HINTERGRUNDINFORMATIONEN - FORTSETZUNG

Navid Khanjani befand sich vor seiner Festnahme am 22. August auf freiem Fuß und wartete auf eine Aufforderung zum Antreten einer zwölfjährigen Freiheitsstrafe. Er ist Mitglied der iranischen Menschenrechtsorganisation "Committee of Human Rights Reporters" (CHRR) und war am 31. Januar 2011 zu zwölf Jahren Haft verurteilt worden. Das Urteil wurde am 10. August 2011 durch die 54. Kammer des Revolutionsgerichts in Teheran bestätigt. Sein Rechtsbeistand wurde erst 14 Tage später über die Bestätigung des Urteils informiert. Die damalige Festnahme von Navid Khanjani erfolgte am 2. März 2010 in Esfahan. Am 20. Dezember 2010 fand vor der 26. Kammer des Revolutionsgerichts in Teheran ein unfairer Prozess gegen den Menschenrechtsverteidiger statt. Dem Vernehmen nach verurteilte das Gericht Navid Khanjani wegen seines Engagements für die Vereinigung gegen Diskriminierung im Bildungswesen (Association to Oppose Discrimination in Education - AODE) zu zehn Jahren und wegen seiner Mitarbeit bei der CHRR zu fünf Jahren Freiheitsentzug. Darüber hinaus sollen wegen "Schürens von Unruhe im öffentlichen Bewusstsein" und "Propaganda gegen das System" weitere drei Jahre Haft gegen Navid Khanjani verhängt worden sein. Nachdem das Gericht angeblich "islamische Gnade" hatte walten lassen, setzte es eine Gesamtfreiheitsstrafe von zwölf Jahren fest.
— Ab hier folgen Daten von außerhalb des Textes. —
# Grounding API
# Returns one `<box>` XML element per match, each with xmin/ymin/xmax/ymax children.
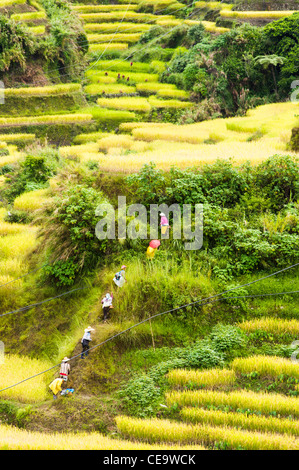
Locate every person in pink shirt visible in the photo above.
<box><xmin>160</xmin><ymin>212</ymin><xmax>169</xmax><ymax>235</ymax></box>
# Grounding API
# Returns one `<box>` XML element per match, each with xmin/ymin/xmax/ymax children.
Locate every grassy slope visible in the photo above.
<box><xmin>0</xmin><ymin>0</ymin><xmax>299</xmax><ymax>450</ymax></box>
Folter und andere Misshandlungen sind im Iran an der Tagesordnung, insbesondere während der Vernehmungsphase, wenn Gefangenen in der Regel der Zugang zu einem Rechtsbeistand und der Kontakt zur Außenwelt verweigert wird.

Weitere Informationen finden Sie in den Berichten: Vom Protest ins Gefängnis. Iran ein Jahr nach der Wahl. Juni 2010. Online unter:
http://www.amnesty.org/en/library/asset/MDE13/062/2010/en/44e7707d-dfda-4f99-8aa5-5c7f8ef225ff/mde130622010de.pdf
und Iran: Election Contested, Repression Compounded. Dezember 2009. Online unter:
http://www.amnesty.org/en/library/info/MDE13/123/2009/en.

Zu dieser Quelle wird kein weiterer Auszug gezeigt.